Sometimes it may be false pride and a wrong sense of place that may obscure our vision. We must know that in God’s plan for His universe there is a right place for each one of us. Self-depreciation is just as material as self-glorification. Both states of thought are the belief of a selfhood apart from God; so is pride of character, and pride of family. These would all claim to obstruct and bedim our true individuality, which is a reflection of God. There is just one place for each one of us to be, and that is where our one particular note is needed in the universal harmony. No one else can fill this place, and we have all we need to express this spiritual idea. In “Science and Health with Key to the Scriptures” (p. 70) Mrs. Eddy says, “The divine Mind maintains all identities, from a blade of grass to a star, as distinct and eternal.”

The radiant, rough-stemmed sunflower never tries to imitate the stately lily’s fragile loveliness. It wastes none of its time longing to be the glowing, velvet rose; yet no drop of bitterness hinders its message of joyous vitality as it nods its golden face in sun and rain. The lily breathes its pure, serene message to those whose need it fills, and all are clothed upon, to express an idea of divine Mind. “They toil not, neither do they spin,” to express the “beauty of holiness.” Behind toil and drudgery is fear, fear of the morrow, fear of old age, fear of a rainy day. This is a false law, which ever tries to oppose the revelation of Spirit, and would hinder dominion. There is no fear, no emulation, no false pride, in the Father’s business. Stately lily and wayside flower each, in its own place, joyfully declares the allness of God.

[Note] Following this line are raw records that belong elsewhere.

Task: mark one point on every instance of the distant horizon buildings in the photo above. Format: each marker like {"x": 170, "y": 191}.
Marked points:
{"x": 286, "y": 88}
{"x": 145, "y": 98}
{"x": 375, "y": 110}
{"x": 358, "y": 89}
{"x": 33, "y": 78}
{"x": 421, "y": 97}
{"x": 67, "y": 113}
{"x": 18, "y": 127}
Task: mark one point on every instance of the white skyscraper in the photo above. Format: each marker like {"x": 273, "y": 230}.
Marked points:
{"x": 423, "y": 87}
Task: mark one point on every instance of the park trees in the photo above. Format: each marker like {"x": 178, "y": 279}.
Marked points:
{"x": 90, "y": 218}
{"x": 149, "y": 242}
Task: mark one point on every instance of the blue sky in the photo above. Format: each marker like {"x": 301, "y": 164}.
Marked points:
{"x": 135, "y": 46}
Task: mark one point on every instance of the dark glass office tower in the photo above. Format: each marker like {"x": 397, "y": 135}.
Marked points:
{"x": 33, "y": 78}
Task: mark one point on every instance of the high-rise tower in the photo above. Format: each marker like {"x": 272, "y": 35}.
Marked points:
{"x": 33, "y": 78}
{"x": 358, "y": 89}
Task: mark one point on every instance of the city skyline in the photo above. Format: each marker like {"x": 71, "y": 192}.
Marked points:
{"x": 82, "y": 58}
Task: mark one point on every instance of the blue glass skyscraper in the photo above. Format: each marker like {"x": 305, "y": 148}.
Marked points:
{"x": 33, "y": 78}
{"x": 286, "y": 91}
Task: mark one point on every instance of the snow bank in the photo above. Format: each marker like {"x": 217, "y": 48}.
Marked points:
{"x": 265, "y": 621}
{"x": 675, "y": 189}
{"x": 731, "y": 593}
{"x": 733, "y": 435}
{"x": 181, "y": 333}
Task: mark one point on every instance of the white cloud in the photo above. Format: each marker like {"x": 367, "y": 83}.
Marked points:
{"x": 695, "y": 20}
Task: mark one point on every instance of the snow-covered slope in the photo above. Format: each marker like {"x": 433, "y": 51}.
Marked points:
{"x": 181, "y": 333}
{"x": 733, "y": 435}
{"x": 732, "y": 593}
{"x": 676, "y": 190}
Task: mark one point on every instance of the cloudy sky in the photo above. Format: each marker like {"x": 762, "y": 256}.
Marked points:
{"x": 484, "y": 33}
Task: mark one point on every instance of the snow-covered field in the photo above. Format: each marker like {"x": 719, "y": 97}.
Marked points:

Whatever our work, it should never be for personal achievement, but to reflect the activity of divine Mind. As we thus identify our work and link it in our thought with the activity of that Mind which is expressed in the spiritual universe, we learn that in doing our part of it we can no more be hampered by lack than the stars in their shining. There is no daily duty, however humble, which may not be linked to this action of the universe, as we learn to think spiritually. This gives to our work order, serenity, and dignity, and must bring to us a just compensation.

In this demonstration of God’s supply there is no phenomenal rise out of bondage but a steady growth, as we reverently lay hold of these spiritual facts of existence. This increased knowledge of spiritual fact seems more wonderful than any miraculous change in our circumstances. Whether the belief which trespasses on our freedom be of poverty or pain, we are to that extent in the land of bondage, and no amount of self-pity will ever show us the way out. There is only one way out, and that way is spiritual, not material. It is the way of honesty and obedience. Truth’s trumpet call rings down the ages: “I am the Lord thy God, which have brought thee out of the land of Egypt, out of the house of bondage. Thou shalt have no other gods before me.” Christian Science is unfolding to us daily the meaning of these words, and their practical application to everyday living. These words are no longer a doctrinal platform, but a radiant light that shows us the way. The way that has been revealed to us in this age has made new paths for our feet to tread in, because it has revealed God as Principle, Mind. This has made obedience to divine Mind a question of right thinking. This clear-sighted thinking, applied to whatever it is which seems to separate us from good, must bring us the answer to our problem, must bring us dominion, if we are honest enough to find out and reject that which in our own thought is poverty-stricken.